I recently read a headline that instantly caught my attention. It triggered me to ask another million dollar question. “Why can’t humans mate for life?” This media story involves the brief courtship of two polar bears named after the Disney greats, Baloo and Aurora. Their relationship did not have a fairy tale ending. In fact, the once promising love affair ended quite tragically. As humans, we’ve all heard or seen stories where that cute elderly couple have been together since the great depression but today’s modern relationships – – not so much. If mammals in the animal kingdom are having trouble, no wonder us humans, flawed and fabulous, have difficulty too.
I never personally believed in the “till death do us part” stuff. Yes, I read all the romanic novels and was indoctrinated in the American “love conquers all” movies when I was young but I also had first hand practical knowledge about real, romantic relationships often plagued with challenges. These relationships seemed to be uncertain and drama filled, and quite frankly frightening, especially since individuals often gave up their love and freedom for less than what they deserved – – real, authentic love. I developed a hidden “panic button” built into my very romantic soul ready to force endings in any relationship that warranted it. I would deal with some “ish” until it went too far and then run away as fast I could. I was the original runaway bride with two former engagements with unfortunate cancellations and lost wedding deposits. The fear would drive me forward never looking back with regret (only sadness for hurting another human). Everything would start off wonderful until we both “unveiled” our trUe selves with conflicting expectations. I held no hard feelings toward anyone but I’m not so sure about my exes. Most people don’t like heartbreaking, unfortunate endings.

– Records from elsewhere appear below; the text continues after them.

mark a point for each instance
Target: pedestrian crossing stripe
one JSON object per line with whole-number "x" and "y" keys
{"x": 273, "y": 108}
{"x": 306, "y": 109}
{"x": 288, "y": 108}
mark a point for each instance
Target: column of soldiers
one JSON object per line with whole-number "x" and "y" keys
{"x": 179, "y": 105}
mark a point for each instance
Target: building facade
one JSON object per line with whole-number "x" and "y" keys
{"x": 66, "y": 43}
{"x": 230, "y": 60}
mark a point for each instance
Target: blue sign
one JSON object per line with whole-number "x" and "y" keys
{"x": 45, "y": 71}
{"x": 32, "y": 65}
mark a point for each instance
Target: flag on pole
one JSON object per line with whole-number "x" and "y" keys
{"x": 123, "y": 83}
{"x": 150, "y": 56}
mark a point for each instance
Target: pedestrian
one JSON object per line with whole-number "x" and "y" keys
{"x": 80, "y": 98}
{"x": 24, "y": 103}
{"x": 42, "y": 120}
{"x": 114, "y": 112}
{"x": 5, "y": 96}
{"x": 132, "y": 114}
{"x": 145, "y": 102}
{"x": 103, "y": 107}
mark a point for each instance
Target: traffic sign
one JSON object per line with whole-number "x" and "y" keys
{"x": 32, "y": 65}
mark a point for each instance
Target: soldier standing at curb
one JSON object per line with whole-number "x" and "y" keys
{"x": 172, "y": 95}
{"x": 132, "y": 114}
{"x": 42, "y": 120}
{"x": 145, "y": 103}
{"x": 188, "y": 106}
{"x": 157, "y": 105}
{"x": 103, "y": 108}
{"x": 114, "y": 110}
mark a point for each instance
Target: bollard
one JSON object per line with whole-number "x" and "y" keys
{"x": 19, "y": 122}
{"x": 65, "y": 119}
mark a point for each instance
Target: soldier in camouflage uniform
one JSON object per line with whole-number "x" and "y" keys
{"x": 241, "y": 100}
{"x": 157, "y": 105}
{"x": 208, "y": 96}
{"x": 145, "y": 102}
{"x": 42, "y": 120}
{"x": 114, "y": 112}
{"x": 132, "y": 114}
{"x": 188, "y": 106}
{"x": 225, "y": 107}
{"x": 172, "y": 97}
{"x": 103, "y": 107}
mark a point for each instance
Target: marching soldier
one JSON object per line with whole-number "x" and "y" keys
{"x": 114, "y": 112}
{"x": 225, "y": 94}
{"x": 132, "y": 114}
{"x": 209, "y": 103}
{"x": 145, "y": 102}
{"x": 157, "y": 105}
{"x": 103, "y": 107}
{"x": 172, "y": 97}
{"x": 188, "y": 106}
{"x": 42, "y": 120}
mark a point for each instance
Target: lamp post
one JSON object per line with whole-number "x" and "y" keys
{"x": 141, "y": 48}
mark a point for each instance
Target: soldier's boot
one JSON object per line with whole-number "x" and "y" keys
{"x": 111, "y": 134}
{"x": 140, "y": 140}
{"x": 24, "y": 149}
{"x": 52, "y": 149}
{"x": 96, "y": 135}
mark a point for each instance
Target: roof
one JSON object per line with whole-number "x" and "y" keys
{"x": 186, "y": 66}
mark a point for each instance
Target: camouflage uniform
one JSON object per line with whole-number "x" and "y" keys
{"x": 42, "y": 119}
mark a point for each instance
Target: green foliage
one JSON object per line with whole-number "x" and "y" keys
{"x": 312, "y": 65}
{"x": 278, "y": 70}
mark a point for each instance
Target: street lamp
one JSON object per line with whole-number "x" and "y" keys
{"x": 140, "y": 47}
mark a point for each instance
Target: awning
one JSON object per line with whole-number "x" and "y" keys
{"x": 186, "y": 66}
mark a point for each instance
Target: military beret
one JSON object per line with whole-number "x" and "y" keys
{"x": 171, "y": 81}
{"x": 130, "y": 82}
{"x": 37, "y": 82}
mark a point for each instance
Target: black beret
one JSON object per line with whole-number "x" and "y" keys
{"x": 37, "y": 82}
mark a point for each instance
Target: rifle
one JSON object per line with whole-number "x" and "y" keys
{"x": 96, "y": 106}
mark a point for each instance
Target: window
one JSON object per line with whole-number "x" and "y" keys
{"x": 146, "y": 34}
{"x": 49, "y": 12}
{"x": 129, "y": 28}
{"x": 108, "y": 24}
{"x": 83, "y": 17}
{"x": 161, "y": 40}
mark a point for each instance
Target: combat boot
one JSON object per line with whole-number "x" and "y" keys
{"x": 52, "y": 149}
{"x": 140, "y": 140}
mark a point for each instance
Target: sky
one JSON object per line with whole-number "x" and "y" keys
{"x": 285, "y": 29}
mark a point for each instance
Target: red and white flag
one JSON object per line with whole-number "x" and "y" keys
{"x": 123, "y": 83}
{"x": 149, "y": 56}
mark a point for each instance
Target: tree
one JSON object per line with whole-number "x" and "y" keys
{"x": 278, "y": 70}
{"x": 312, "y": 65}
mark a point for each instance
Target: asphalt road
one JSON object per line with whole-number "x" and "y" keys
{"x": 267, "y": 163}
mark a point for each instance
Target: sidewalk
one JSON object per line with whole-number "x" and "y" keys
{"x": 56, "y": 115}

My views on romantic relationships has ultimately became much more pragmatic and simple. I offer myself (mind, body and spirit) being transparent and free in my expression of love. This is a gift I am willing to offer. I expect my romantic partner to offer something of value to me as well (mind, body and spirit). I also have a long list of needs and expectations but it is important to know oneself before seeking any contractual partnership. We are not locked into a contract that cannot be broken if one or both are not satisfied with the terms. In this respect, I can be authentically ME throughout the relationship. If at whatever point it is no longer viable, my “panic button” will tell me to get out. My mate has the same freedom as well. For me, this type of relationship is honest, real and safe because everyone knows the terms. The heart yearns for authentic connections and occasionally knows with certainty what it wants but it is the mind and soul that negotiates the contractual love terms for a divine partnership. The soul and mind act as one’s personal attorney outlining the terms and conditions in which the client (the heart) is willing to forge a long term bond.
In the world of humans, even this approach is not fool proof (just look at my checkered runaway bride past.) I’m not sure what happened between Aurora and Baloo but clearly the terms were not to both their liking. Unfortunately, Aurora, the female polar bear, paid for it with her life. As humans, our relationships don’t necessarily go to these extremes but they can still be fraught with heartbreak and peril. The act of forgiveness, a trUe virtue, becomes a necessary skill for one to cultivate and practice along the way. My only advice, since romantic circumstances differ so greatly, is to follow the Shakespearean mantra “To Thine Own Self Be TrUe – – loving self first and last – – before seeking anyone in a romantic partnership. You’ll be a better mate and perhaps make wiser decisions for you and them. It doesn’t mean they will like all your decisions but at least it will give everyone free will to find their perfect, happy place even if not together. After all YOU are all YOU’ve got in the end anyway (#BeYourOwnBestFriend).